Competition within their own camp also hurt the AKP. Although, in many provinces, the AKP ran in a coalition with its partners from the far-right (MHP and BBP), in others, they competed separately, and that’s where the partners won, stealing several provincial cities. For Erdogan, the biggest blow is the rivalry that has emerged on the right with the Islamist YRP party, founded by Fatih Erbakan, the son of his political mentor. The YRP won the city of Sanliurfa — the eighth-largest in the country — and the provincial capital of Yozgat, both previously controlled by the AKP.
Two dead and irregularities in the Kurdish southeast
Election day took place in the middle of Ramadan in a country where between half and two-thirds of adults observe the mandatory fast of the Muslim holy month. Around 77% of voters went to the polls, down eight points from the previous local elections. While in general there were no problems, clashes occurred in some locations in the southeast.
The most serious took place in the village of Çirnik (Diyarbakir), where a confrontation between supporters of two mayoral candidates ended in a fight with sticks, stones and shooting. A delegate of the pro-Kurdish DEM party died, and 11 other people were injured. In Siirt province. there was a similar clash between supporters of village mayors, in which one person died and four others were injured. In neighboring Sanliurfa, there were several fights, with more than a dozen people injured.
Various irregularities were also reported in these provinces. For example, the Human Rights Association (IHD) claimed that a candidate of the ruling AKP bought 1,200 votes from four villages in Diyarbakir for €57,000 ($61,500) and that in Halfeti (Sanliurfa), a group of armed people voted as a group, contravening the rules of a secret, individual vote. According to the IHD, an AKP candidate also tried to vote with a hundred people (in some of these Kurdish provinces, family clans are still very influential, and candidates negotiate the vote directly with them).

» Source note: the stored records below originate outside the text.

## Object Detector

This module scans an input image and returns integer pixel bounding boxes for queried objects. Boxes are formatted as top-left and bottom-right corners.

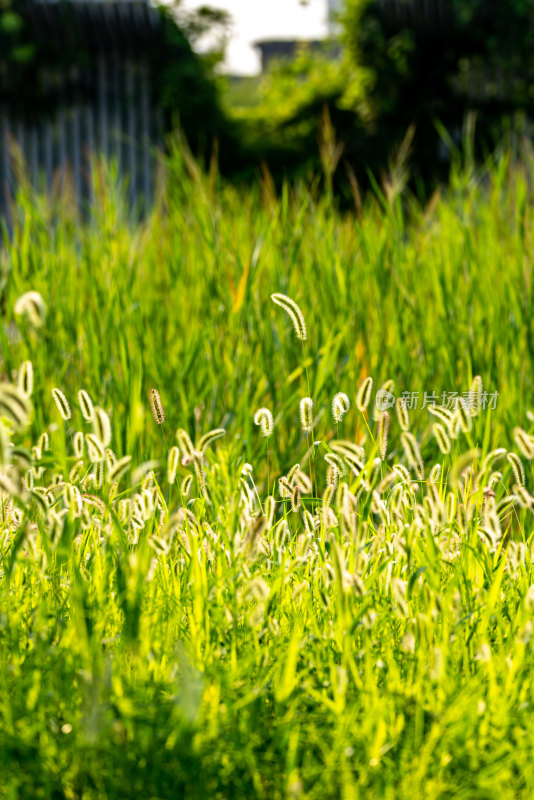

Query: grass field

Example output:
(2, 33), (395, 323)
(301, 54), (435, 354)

(2, 145), (534, 798)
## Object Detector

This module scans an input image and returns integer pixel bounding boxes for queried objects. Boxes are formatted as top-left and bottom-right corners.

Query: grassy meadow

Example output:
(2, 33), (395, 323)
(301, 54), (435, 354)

(2, 144), (534, 798)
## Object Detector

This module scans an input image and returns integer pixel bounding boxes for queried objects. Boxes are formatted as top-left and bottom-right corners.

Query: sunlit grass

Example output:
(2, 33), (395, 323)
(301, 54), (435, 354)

(1, 146), (534, 798)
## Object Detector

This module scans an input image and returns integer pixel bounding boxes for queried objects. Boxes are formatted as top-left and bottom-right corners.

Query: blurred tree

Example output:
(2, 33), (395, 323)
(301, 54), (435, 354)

(173, 2), (231, 62)
(152, 3), (235, 160)
(0, 0), (38, 96)
(342, 0), (534, 161)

But most of the complaints concerned the large influx of soldiers and police to the polls in these provinces, which Democrat Party (DEM) spokesperson Aysegül Dogan denounced as “an attempt to subvert the popular will.” According to Turkish law, members of the security forces can vote in local elections in the municipality where they are deployed, even if they are not registered in that electoral roll, but the DEM maintains that this provision was abused to sway the balance of forces.
According to this leftist party, which posted numerous videos of hundreds of young men queuing to vote — supposedly soldiers and police — nearly 47,000 members of the security forces voted as “deployed” in the Kurdish region. In some provincial capitals such as Kars, Igdir and Siirt, where the Kurdish left won the 2019 elections over the AKP and its far-right ally MHP by between 1,200 and 1,600 votes, the number of members of the security forces who voted on Sunday was equivalent to 10% of the electoral roll. In others, like Sirnak, the number reached 20%.
Despite this, the DEM managed to win most of the cities in the east and southeast, except in Sirnak and Kars, which it lost to the AKP and the MHP, respectively, by a few thousand votes. The question now is whether the Turkish government will allow the DEM to govern or intervene, as has happened on previous occasions, alleging the party’s ties to the PKK armed group.